Calcio & Tifosi: Understanding Italy Through Soccer Madness
The crowd is dressed in two sets of colors: one loudly displays combinations of blues and yellows while the other proudly sports black and white with hints of pink. The bearers of blues and yellows do not speak to the opposing crowd with the exception of hurling insults or nasty looks. Each group files into lines at different gates and enters the soccer stadium. Inside it is loud, full of cigarette smoke from anxious fans, and colored scarves are waving throughout. One section of tifosi, behind the goal of the home team, brandishes enormous flags while trumpeting noisemakers and sending off the occasional flare. As the game starts, the audience jumps up, down, and barely sits on the edge of their seats; there may even be one or two heart attacks in the stressed onlookers. Benvenuti nel calcio italiano. It’s the end of August, the Serie A season is here.
Italians take their soccer seriously. Yes, American football fans are passionate; some even plan their weddings around games or won’t fraternize with fans of a rival team. But true Italian soccer fans, called tifosi, take it one step further: at the worst, violent fights and even fire bombings have occurred between devoted fans of two rival teams. At the best, tifosi enjoy a deep bond with their fellow aficionados, spend a great deal of time together, and are another piece to the puzzle of those living la dolce vita.
In Italy, one usually is born a fan of a certain team – there is seldom a change of heart halfway through a lifetime. Watching games is not an option, it is an obligation if you are a real fan, and if you are traveling or on vacation, you wake yourself up in the middle of the night or the wee hours of the morning to watch live matches (recorded games are, of course, useless). The grandest tifosi belong to an exclusive club that attends every home game and sits in a reserved section. These feverous fans act as cheerleaders, leading the crowd in chants and singing the team’s anthem; they do NOT sit down, and enthusiastically flaunt banners, signs, and scarves with the team’s emblem and colors.
Other devoted followers choose to bypass the madness of the tifosi section to purchase seats that will be actually sat in perhaps 30% of the time for the duration of the game. The general intent to sit and watch the game is present, but broken every few minutes or less as the game progresses. Observers jump to their feet, yelling at the players as if they know them personally, whether stringing together profanities in a poetic manner or congratulating a player on his forethought and intelligence (note that the same player can and will be congratulated and cursed within a minute of play).

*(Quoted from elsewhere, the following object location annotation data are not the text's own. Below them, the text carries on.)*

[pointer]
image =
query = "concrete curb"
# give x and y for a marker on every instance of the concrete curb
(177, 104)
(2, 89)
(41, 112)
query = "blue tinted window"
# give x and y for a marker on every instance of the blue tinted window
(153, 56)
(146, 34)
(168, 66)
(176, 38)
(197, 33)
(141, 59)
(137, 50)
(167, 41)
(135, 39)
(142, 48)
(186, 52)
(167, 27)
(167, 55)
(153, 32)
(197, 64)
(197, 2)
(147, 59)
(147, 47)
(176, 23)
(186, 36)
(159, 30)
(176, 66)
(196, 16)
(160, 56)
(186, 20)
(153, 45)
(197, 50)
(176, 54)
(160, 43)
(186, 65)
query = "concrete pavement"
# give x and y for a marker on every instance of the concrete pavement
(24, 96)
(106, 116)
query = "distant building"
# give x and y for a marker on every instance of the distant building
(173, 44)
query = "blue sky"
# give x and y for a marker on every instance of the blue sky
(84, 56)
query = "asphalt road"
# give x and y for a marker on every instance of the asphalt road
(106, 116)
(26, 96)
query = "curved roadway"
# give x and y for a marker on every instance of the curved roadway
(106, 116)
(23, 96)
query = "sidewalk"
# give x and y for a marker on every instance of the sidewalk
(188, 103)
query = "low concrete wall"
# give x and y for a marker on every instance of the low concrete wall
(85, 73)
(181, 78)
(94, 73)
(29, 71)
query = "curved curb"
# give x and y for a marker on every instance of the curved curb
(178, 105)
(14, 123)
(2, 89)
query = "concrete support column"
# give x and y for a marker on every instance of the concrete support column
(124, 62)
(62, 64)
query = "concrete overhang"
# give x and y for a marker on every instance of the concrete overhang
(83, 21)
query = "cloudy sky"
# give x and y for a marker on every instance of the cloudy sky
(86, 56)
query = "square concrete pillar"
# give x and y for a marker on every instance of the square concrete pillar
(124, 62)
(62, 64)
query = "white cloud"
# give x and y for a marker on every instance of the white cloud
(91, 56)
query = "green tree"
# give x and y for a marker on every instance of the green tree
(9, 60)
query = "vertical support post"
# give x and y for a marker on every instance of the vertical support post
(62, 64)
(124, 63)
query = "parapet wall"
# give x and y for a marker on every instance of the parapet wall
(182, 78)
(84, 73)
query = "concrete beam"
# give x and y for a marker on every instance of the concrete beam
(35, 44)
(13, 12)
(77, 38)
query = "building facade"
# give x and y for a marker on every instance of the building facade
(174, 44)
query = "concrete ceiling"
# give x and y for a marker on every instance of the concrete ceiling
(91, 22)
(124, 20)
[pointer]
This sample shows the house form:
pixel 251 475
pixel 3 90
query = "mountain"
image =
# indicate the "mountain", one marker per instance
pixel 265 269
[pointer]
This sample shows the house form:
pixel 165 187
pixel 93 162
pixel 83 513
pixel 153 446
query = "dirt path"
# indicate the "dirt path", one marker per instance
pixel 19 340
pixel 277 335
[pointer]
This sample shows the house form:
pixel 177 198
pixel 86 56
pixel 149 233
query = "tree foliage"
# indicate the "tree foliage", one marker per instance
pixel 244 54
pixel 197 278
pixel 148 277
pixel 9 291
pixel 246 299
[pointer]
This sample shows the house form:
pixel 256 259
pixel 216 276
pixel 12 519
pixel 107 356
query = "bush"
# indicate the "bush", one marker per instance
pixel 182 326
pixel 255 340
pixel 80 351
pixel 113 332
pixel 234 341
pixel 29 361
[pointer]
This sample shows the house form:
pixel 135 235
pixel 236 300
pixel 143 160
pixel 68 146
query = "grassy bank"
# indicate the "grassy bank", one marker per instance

In his book La Bella Figura, writer Beppe Severgnini calls the Italian soccer stadium “a nudist camp for emotions” that “offers what our culture denies us, and politics only promises: participation in a nationwide conversation.” Soccer is a national pastime and passion that brings the country together through love and hate, and allows any foreign visitors a glance into a raw, essential part of the Italian culture. Check with the local arena for tickets and game times, if you are visiting and would like to partake.